The intestines coiled around their arms, greenish-yellow snakes, and the excrement dripped on their coats, a warm, putrid fluid. They punctured the bladder. Cold urine glittered inside it like a yellow wine. They poured it into large bowls; it had a sharp and caustic stench like ammonia. But the dead man slept. Patiently he suffered them to tug him this way and that, to pull at his hair. He slept.
And while the blows of the hammer resounded on his head, a dream, the remnant of love in him, awoke like a torch shining into his night.
In front of the large window a great wide sky opened, full of small white clouds that floated in the light, in the afternoon quiet, like small white gods. And the swallows travelled high up in the blue, trembling in the warm July sun.
The dead's man black blood trickled over the blue putrescence of his forehead. It condensed in the heat to a terrible cloud, and the decay of death crept over him with its brightly-colored talons. His skin began to flow apart, his belly grew white as an eel's under the greedy fingers of the doctors, who were bathing their arms up to the elbows in his moist flesh.
Decay pulled the dead man's mouth apart. He seemed to smile. He dreamed of a blissful star, of a fragrant summer evening. His dissolving lips quivered as though under a light kiss.
How I love you. I loved you so much. Shall I tell you how much I loved you? When you walked through the poppy fields, yourself a fragrant poppy flame, you had drawn the whole evening into yourself. And your dress that blew about your ankles was like a wave of fire in the glow of the setting sun.
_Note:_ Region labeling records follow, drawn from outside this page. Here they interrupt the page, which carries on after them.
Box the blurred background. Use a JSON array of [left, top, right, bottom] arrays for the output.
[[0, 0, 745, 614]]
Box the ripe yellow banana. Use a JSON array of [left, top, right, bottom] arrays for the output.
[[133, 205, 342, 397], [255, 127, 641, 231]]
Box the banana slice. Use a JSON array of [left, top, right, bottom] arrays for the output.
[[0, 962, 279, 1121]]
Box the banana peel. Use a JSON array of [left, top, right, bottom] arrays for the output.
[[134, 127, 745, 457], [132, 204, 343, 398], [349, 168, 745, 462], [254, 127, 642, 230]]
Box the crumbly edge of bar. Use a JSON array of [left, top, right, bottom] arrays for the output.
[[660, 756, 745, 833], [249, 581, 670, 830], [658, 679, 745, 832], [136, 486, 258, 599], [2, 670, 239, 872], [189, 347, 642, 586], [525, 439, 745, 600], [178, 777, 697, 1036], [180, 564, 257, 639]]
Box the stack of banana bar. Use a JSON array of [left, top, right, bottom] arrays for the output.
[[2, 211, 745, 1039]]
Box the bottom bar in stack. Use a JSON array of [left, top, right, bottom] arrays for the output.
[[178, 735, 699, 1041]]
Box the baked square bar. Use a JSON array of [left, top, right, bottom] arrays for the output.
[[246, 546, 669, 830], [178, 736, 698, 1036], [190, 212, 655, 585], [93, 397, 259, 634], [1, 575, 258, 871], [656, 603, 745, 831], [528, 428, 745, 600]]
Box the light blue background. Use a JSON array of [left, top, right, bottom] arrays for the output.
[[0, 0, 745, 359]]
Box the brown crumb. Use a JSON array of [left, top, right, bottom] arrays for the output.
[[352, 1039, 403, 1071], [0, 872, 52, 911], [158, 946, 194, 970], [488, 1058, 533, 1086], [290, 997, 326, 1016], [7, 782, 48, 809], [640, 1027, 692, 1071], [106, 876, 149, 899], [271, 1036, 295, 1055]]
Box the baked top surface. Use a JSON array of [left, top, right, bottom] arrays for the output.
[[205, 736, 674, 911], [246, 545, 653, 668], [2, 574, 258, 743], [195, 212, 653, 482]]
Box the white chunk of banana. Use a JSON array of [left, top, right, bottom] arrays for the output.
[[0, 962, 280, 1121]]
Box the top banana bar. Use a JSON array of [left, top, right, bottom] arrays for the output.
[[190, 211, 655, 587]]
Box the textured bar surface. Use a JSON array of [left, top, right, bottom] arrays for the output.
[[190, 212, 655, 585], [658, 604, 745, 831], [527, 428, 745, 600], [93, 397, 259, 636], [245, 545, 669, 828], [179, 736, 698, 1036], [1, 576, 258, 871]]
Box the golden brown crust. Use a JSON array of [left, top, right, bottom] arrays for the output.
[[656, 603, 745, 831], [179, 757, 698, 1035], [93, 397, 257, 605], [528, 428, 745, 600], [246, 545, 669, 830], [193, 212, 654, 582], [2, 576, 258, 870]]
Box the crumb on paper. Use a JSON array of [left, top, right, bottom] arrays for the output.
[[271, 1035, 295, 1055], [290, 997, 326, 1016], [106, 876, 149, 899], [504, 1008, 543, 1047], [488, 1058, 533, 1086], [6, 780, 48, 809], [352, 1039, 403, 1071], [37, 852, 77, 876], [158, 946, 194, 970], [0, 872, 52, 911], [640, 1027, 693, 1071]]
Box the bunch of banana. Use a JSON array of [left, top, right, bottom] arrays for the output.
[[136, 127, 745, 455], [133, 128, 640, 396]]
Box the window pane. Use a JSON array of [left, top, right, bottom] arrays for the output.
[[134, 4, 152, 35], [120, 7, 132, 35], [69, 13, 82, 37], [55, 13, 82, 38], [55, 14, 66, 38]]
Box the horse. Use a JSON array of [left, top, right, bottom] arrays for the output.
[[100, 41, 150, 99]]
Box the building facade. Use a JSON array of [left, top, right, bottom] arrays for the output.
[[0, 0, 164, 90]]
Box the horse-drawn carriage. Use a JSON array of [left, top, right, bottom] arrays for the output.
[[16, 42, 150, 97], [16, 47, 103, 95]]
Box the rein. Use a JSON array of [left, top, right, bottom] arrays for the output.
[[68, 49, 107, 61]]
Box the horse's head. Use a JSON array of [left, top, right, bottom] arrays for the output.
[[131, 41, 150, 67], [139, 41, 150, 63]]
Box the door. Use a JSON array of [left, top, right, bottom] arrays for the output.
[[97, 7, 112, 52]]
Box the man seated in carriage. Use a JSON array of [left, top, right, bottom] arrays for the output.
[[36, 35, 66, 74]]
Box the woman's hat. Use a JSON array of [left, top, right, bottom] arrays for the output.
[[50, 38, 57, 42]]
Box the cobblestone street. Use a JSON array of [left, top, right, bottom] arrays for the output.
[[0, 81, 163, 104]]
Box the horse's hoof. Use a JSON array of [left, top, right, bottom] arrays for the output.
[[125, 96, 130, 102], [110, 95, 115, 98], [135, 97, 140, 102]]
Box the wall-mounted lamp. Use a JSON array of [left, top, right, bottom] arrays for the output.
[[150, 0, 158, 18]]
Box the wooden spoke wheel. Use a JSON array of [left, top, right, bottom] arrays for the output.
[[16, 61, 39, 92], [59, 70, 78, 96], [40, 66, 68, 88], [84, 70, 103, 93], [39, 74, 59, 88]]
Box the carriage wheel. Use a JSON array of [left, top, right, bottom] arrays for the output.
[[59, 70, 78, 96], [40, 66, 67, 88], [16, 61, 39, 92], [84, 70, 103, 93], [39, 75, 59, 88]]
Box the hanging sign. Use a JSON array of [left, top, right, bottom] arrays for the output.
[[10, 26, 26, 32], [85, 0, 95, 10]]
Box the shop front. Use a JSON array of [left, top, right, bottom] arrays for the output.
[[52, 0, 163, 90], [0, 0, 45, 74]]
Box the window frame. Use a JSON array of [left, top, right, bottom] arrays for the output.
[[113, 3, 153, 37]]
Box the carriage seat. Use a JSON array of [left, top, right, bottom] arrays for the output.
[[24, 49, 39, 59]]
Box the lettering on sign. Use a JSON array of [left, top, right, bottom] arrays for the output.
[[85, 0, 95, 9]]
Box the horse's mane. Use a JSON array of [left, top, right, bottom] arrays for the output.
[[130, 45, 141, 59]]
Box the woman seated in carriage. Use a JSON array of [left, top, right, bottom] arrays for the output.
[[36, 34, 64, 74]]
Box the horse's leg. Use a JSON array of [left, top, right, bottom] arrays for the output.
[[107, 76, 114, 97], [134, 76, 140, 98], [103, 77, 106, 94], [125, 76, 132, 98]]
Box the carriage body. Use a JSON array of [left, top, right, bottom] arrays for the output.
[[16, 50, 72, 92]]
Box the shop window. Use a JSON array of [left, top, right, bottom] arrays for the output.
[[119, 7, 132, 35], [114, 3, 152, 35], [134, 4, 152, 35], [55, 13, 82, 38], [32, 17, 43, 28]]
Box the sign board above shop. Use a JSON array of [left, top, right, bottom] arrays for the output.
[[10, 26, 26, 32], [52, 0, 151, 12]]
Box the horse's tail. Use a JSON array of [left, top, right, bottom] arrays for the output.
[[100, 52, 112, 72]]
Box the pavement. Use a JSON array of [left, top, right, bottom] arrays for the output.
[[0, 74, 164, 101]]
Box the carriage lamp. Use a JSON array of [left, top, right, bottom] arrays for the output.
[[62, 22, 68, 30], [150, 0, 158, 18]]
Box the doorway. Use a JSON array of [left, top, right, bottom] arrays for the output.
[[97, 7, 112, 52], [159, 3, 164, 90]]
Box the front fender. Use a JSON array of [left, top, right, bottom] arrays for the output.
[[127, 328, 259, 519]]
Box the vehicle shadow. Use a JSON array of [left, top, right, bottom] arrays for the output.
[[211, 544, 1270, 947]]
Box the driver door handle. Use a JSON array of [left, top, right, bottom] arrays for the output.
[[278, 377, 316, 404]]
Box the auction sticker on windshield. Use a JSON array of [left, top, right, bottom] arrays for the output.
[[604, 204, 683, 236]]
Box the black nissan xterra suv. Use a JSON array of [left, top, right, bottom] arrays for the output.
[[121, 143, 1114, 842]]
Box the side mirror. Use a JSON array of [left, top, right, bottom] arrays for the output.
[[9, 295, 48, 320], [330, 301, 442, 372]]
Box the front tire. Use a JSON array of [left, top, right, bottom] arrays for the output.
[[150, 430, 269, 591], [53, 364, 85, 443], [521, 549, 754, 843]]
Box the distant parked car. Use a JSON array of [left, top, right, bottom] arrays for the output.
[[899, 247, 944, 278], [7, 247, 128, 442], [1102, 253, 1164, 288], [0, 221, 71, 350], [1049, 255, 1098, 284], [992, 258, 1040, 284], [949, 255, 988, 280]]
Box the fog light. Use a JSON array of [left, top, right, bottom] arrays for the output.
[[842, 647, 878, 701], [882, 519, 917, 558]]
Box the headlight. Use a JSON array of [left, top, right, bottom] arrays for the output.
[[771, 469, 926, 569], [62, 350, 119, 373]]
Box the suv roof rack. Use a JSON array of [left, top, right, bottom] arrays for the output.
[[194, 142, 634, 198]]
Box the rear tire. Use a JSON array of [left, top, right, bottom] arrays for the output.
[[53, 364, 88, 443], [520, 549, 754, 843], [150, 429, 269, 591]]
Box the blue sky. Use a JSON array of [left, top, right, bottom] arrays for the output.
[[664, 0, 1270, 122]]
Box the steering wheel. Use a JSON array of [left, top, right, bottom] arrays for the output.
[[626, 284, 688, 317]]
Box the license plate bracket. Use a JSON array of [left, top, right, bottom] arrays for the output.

But you inclined your head in the light, and your hair still burned and flamed with all my kisses.
So you walked away, looking back at me all the time. And the lamp in your hand swayed like a glowing rose in the dusk long after you had gone.
I shall see you again tomorrow. Here, under the chapel window; here, where the candlelight pours through and changes your hair into a golden forest; here, where the narcissi cling to your ankles, tender as tender kisses.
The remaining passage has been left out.